昨22日は雨に祟られた東京スカイツリー開業日とかで、テレビでミヤネヤとかいうワイドショーを見ていたら、霧雨に上の方が霞んで見えない、かの巨大建造物を空しく画面に映し出しながら、「見えませんねえ」「こちらも見えません」とか、ずーっとやっていて、アホらしくて逆に面白くさえなってきたのだった。あれ、あのような想定外の事態にどう対処するか考えてないのかねえ。
それにしても、あのスカイツリーなるものの建立、なんにもめでたくない、むしろなんか知らず縁起の悪いものみたいに見えて仕方がないというのは私だけですか。
世界一とか言われても全然嬉しくないし、逆にバベルの塔今日版なんて暗いイメージが、その根っこのあたりから湧いて出ているように感じられてならない。いずれ遠からぬうちに、なんかの事故であっけなく倒壊するような絵が浮かんで来るのよなあ。
先輩?の東京タワーが戦後日本の高度成長を象徴する建物であるのに対し、スカイツリーの方は不景気とか大震災とか、どうも絡んでくる挿話もパッとしないものばかりだし。
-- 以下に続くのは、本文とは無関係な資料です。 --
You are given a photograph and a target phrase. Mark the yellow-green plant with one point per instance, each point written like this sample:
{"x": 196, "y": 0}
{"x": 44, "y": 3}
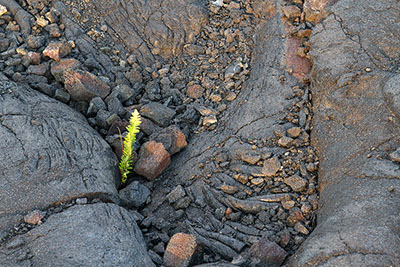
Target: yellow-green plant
{"x": 125, "y": 165}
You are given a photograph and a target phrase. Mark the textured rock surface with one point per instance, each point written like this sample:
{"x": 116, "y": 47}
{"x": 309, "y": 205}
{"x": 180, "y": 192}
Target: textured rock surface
{"x": 48, "y": 154}
{"x": 88, "y": 235}
{"x": 355, "y": 128}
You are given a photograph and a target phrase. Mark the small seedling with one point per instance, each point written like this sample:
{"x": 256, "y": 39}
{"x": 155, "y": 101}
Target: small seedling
{"x": 125, "y": 165}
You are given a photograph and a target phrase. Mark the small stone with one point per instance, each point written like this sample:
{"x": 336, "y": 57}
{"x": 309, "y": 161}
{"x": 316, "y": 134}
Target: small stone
{"x": 95, "y": 105}
{"x": 3, "y": 10}
{"x": 34, "y": 217}
{"x": 288, "y": 204}
{"x": 299, "y": 227}
{"x": 180, "y": 250}
{"x": 229, "y": 189}
{"x": 134, "y": 195}
{"x": 53, "y": 30}
{"x": 295, "y": 182}
{"x": 267, "y": 253}
{"x": 176, "y": 194}
{"x": 158, "y": 113}
{"x": 257, "y": 181}
{"x": 16, "y": 242}
{"x": 271, "y": 167}
{"x": 209, "y": 120}
{"x": 42, "y": 22}
{"x": 285, "y": 141}
{"x": 291, "y": 12}
{"x": 182, "y": 203}
{"x": 250, "y": 157}
{"x": 232, "y": 70}
{"x": 294, "y": 132}
{"x": 195, "y": 91}
{"x": 83, "y": 86}
{"x": 312, "y": 167}
{"x": 152, "y": 160}
{"x": 395, "y": 156}
{"x": 31, "y": 58}
{"x": 4, "y": 44}
{"x": 295, "y": 215}
{"x": 193, "y": 50}
{"x": 57, "y": 50}
{"x": 40, "y": 69}
{"x": 215, "y": 98}
{"x": 81, "y": 201}
{"x": 124, "y": 92}
{"x": 58, "y": 68}
{"x": 172, "y": 138}
{"x": 62, "y": 95}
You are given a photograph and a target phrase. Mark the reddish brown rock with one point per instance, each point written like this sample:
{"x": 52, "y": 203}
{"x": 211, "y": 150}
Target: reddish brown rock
{"x": 57, "y": 68}
{"x": 172, "y": 138}
{"x": 33, "y": 58}
{"x": 195, "y": 91}
{"x": 295, "y": 182}
{"x": 57, "y": 50}
{"x": 149, "y": 127}
{"x": 40, "y": 69}
{"x": 294, "y": 132}
{"x": 267, "y": 253}
{"x": 314, "y": 10}
{"x": 291, "y": 12}
{"x": 271, "y": 167}
{"x": 295, "y": 215}
{"x": 152, "y": 160}
{"x": 299, "y": 66}
{"x": 180, "y": 250}
{"x": 34, "y": 217}
{"x": 83, "y": 86}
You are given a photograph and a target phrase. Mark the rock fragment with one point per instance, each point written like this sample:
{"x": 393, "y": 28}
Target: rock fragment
{"x": 152, "y": 160}
{"x": 83, "y": 85}
{"x": 180, "y": 250}
{"x": 57, "y": 50}
{"x": 271, "y": 167}
{"x": 295, "y": 182}
{"x": 158, "y": 113}
{"x": 134, "y": 195}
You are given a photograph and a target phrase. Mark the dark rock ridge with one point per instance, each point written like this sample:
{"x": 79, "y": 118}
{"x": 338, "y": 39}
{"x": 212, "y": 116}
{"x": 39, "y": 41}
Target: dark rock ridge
{"x": 84, "y": 235}
{"x": 356, "y": 126}
{"x": 49, "y": 153}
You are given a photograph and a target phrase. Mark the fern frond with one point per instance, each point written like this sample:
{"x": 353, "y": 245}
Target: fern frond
{"x": 127, "y": 150}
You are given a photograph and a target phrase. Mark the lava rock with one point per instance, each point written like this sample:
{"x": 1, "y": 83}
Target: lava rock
{"x": 153, "y": 159}
{"x": 180, "y": 250}
{"x": 134, "y": 195}
{"x": 57, "y": 50}
{"x": 158, "y": 113}
{"x": 172, "y": 138}
{"x": 83, "y": 86}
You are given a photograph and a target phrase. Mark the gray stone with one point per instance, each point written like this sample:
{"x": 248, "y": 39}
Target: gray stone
{"x": 35, "y": 42}
{"x": 49, "y": 154}
{"x": 62, "y": 95}
{"x": 84, "y": 235}
{"x": 295, "y": 182}
{"x": 134, "y": 195}
{"x": 358, "y": 215}
{"x": 83, "y": 86}
{"x": 125, "y": 92}
{"x": 158, "y": 113}
{"x": 114, "y": 105}
{"x": 95, "y": 105}
{"x": 176, "y": 194}
{"x": 395, "y": 156}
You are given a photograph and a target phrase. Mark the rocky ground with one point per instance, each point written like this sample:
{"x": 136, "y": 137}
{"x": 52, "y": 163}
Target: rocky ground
{"x": 234, "y": 96}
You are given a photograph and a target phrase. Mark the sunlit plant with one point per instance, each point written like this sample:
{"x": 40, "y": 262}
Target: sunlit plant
{"x": 125, "y": 164}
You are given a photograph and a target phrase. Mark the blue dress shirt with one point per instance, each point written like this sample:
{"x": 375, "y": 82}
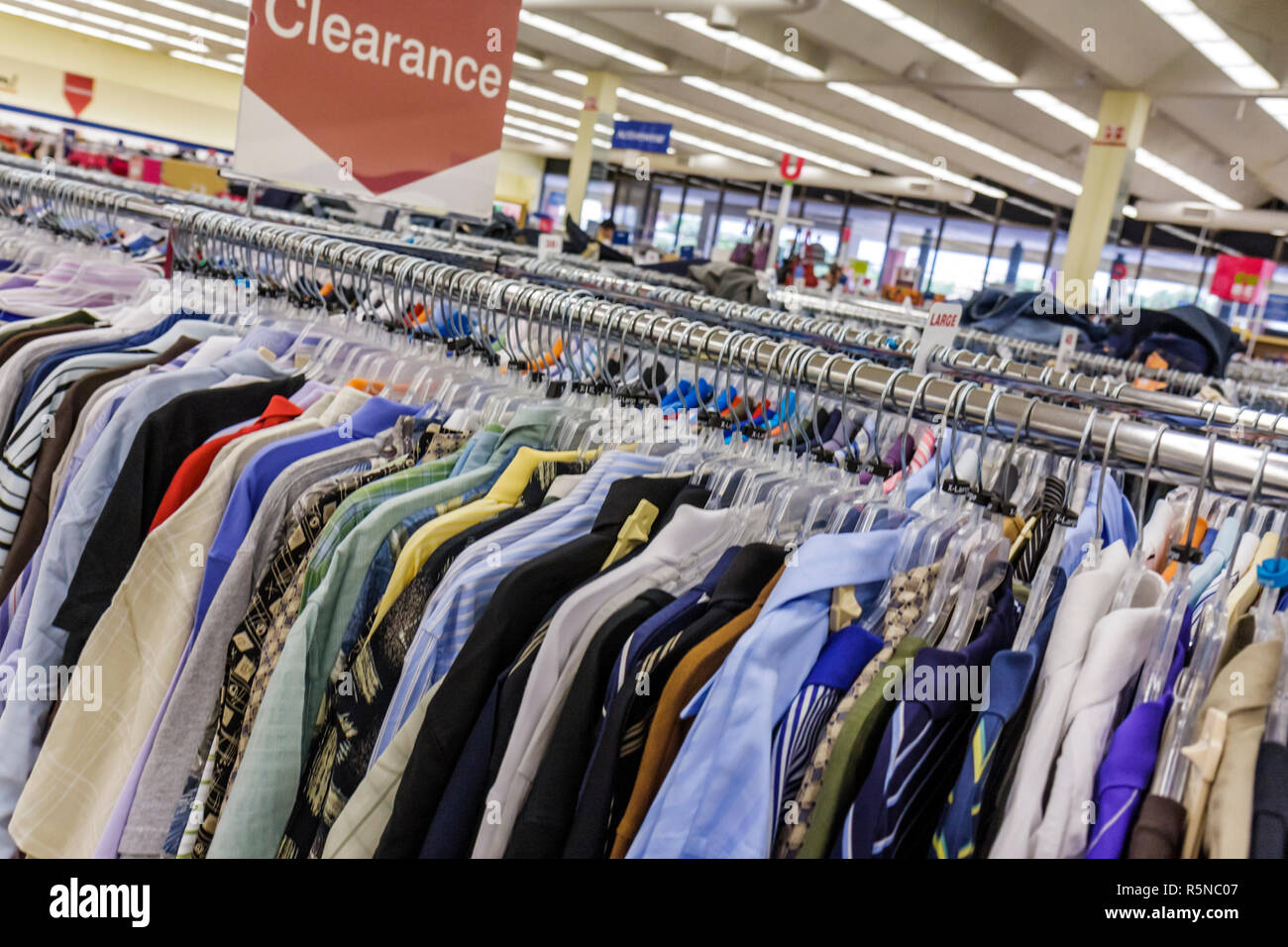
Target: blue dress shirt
{"x": 369, "y": 420}
{"x": 22, "y": 724}
{"x": 716, "y": 801}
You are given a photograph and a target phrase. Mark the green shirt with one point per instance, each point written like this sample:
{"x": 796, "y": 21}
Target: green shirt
{"x": 261, "y": 799}
{"x": 851, "y": 757}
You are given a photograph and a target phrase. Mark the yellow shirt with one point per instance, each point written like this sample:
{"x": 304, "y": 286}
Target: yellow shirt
{"x": 502, "y": 495}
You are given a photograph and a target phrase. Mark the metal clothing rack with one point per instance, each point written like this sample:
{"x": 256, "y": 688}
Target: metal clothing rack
{"x": 1172, "y": 457}
{"x": 1024, "y": 350}
{"x": 625, "y": 283}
なんてことを考えていたら、その前夜、ラジオで聞いた三橋美智也の昔々のヒット曲、おっと、今調べたら昭和37年のヒット曲となってるな、”星屑の街”のことなど、ふと書きたくなってしまったのだ。
とはいえ、この曲が大好きで、なんて話題ではなく、歌詞の意味不明な歌だったなあ、って話なんだが。
この歌の歌いだしの歌詞、これがどうも意味が分からず、子供心に不思議に思っていたのだったが、何、「今考えたってやっぱりどういうことなのか見当がつかない。
”両手を まわして 帰ろう 揺れながら”
というんだが、これ、具体的にどういう動作をするんだろうか?両腕を大車輪状態でグルグルまわして、それで空気を掻いた推力で前進するって意味なんだろうか?ほとんど物理的には意味をなさないと思うんだが。しかもその運動を”揺れながら”せねばならないのだから。もっとも、両腕をぐるぐる回している状態では当然体のバランスは崩れるし、結果として揺れるしか仕方がないのかもしれない。
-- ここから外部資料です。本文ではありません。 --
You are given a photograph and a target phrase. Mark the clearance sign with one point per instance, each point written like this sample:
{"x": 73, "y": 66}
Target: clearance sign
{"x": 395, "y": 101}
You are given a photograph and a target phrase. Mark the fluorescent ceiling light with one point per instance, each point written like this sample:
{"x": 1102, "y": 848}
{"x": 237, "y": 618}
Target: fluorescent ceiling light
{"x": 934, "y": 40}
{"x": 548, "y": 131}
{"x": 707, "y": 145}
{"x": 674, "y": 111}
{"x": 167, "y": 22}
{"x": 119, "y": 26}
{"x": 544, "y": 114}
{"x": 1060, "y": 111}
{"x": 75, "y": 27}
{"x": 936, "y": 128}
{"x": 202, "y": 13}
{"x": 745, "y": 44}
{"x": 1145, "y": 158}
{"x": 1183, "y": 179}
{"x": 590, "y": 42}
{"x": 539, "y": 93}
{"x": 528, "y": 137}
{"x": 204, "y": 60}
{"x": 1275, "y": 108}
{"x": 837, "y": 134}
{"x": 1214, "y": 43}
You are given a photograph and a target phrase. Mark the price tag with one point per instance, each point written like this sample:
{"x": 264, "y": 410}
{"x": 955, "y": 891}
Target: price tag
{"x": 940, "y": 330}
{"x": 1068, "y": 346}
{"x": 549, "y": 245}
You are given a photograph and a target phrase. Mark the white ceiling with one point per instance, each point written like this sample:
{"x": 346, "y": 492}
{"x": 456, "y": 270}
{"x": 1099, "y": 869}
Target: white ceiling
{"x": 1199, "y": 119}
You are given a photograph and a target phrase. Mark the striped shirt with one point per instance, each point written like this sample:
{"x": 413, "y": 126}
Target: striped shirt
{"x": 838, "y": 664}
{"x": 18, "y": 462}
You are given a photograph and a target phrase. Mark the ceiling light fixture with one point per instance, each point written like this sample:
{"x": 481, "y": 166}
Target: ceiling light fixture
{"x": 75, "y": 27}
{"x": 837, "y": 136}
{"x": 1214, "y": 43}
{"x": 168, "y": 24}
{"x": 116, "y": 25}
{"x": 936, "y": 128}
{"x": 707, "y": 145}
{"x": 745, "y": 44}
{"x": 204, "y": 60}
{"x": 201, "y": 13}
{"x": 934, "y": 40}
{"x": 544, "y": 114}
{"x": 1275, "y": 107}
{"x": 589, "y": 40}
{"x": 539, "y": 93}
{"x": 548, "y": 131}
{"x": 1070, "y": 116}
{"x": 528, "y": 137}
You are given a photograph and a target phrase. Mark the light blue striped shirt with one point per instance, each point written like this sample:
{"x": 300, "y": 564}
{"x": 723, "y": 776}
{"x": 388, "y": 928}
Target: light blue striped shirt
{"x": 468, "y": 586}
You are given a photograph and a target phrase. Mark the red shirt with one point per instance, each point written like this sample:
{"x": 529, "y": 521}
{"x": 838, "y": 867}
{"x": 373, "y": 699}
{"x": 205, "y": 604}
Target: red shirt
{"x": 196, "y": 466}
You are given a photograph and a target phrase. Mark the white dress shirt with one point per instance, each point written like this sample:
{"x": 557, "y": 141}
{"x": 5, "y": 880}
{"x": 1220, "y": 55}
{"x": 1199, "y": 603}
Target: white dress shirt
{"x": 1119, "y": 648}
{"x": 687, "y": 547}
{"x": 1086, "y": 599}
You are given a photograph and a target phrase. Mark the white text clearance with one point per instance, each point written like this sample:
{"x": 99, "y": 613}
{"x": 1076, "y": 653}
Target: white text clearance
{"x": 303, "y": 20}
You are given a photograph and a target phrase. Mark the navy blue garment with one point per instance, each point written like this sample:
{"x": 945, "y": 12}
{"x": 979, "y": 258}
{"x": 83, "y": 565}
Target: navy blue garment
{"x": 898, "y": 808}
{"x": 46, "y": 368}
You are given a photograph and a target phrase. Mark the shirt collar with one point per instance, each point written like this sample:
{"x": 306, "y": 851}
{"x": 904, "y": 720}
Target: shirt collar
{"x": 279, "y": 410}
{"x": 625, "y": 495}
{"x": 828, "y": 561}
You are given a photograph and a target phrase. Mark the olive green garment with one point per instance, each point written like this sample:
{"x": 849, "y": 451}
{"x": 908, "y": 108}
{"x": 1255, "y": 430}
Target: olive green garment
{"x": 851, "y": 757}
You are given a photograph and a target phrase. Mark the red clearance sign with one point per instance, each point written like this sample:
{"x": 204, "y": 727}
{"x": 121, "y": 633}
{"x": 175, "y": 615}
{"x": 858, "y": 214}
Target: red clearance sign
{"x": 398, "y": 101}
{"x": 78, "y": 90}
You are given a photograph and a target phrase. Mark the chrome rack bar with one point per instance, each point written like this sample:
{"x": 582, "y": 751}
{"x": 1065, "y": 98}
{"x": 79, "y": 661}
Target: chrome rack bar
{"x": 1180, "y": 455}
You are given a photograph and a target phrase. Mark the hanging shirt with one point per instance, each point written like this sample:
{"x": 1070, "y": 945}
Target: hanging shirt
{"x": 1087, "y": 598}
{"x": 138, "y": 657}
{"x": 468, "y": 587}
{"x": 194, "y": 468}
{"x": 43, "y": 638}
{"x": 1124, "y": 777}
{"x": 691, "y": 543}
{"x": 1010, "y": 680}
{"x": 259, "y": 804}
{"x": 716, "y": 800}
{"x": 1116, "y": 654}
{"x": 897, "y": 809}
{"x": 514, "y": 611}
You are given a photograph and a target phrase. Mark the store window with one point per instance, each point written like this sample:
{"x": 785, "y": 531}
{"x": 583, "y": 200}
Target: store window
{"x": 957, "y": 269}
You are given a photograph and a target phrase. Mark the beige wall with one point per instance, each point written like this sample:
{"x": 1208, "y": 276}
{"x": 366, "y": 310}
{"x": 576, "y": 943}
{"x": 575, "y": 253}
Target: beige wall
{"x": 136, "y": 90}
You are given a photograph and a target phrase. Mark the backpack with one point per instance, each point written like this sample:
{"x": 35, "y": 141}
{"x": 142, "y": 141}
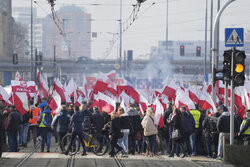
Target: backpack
{"x": 213, "y": 124}
{"x": 47, "y": 119}
{"x": 86, "y": 122}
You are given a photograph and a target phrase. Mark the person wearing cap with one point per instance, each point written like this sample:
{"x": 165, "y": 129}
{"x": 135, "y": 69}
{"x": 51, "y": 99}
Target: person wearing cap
{"x": 223, "y": 126}
{"x": 60, "y": 124}
{"x": 14, "y": 120}
{"x": 245, "y": 128}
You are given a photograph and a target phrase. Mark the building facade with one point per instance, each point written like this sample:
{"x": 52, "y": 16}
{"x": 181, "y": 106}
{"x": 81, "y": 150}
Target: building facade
{"x": 76, "y": 27}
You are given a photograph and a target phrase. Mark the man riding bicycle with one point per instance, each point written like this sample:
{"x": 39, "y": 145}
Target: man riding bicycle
{"x": 76, "y": 124}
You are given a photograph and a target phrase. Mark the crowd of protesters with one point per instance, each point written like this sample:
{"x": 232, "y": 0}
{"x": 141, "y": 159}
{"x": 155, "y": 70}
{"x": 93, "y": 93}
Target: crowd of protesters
{"x": 185, "y": 133}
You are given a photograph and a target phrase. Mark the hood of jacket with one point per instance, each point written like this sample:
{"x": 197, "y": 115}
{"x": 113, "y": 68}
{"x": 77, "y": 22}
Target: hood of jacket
{"x": 132, "y": 112}
{"x": 42, "y": 105}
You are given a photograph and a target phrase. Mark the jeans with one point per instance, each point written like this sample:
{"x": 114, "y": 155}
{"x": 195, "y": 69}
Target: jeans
{"x": 46, "y": 137}
{"x": 20, "y": 133}
{"x": 123, "y": 142}
{"x": 25, "y": 132}
{"x": 220, "y": 146}
{"x": 208, "y": 146}
{"x": 151, "y": 143}
{"x": 13, "y": 141}
{"x": 193, "y": 141}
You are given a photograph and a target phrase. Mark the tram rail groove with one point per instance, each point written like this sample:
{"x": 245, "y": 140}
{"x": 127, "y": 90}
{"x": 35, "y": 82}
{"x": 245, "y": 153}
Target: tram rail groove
{"x": 29, "y": 155}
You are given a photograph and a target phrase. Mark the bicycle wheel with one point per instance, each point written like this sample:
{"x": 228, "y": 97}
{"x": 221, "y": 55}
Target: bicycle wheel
{"x": 99, "y": 145}
{"x": 75, "y": 146}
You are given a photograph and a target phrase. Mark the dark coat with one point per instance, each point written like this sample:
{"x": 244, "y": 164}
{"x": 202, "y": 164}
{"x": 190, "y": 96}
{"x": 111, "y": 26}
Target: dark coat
{"x": 98, "y": 121}
{"x": 176, "y": 122}
{"x": 124, "y": 121}
{"x": 76, "y": 122}
{"x": 14, "y": 120}
{"x": 187, "y": 123}
{"x": 134, "y": 121}
{"x": 61, "y": 122}
{"x": 115, "y": 128}
{"x": 223, "y": 124}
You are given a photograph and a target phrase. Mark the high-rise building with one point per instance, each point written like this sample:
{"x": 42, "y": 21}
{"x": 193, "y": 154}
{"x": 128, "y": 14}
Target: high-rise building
{"x": 22, "y": 15}
{"x": 6, "y": 22}
{"x": 76, "y": 26}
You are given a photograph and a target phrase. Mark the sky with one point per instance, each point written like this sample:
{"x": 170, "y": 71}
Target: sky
{"x": 186, "y": 22}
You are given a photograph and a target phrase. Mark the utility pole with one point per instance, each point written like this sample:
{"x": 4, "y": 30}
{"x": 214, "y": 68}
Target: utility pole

この問題をネットで調べてみたが、やはり疑問を持った人はいて、いろいろ考察がなされている。いわく、これは酒場で一杯やってから故郷へ帰ろうとしている人の歌であって、両腕をぐるぐる回して、狭い酒場で凝った体をほぐしているのだ、とか。これは準備体操説といえようか。
また、故郷へ帰る列車の、その機関車の車輪の動きを両手で真似ているのだ、というのもあった。電車ごっこ説とでも言おうか。
などといろいろあったのだが、どうもスッキリ納得できるものに出会えない。
というか、作詞者本人、あるいはそれに近い人の証言などあれば、説得力があるのだが、それに出会えないので、ともかく決め手を欠く。
それにしても、当時”大人”としてリアルタイムでこの歌に向かい合った人々は、この歌詞をどのように解釈していたのだろうか?そんな昔話も見つからない。雰囲気ですべて受け入れてしまったのだろうか。などと首をかしげれども、もう時は流れ過ぎて久しい。
この歌がヒットした年、堀江謙一氏が太平洋をヨットで単独横断し、東京の人口が一千万人を超えている。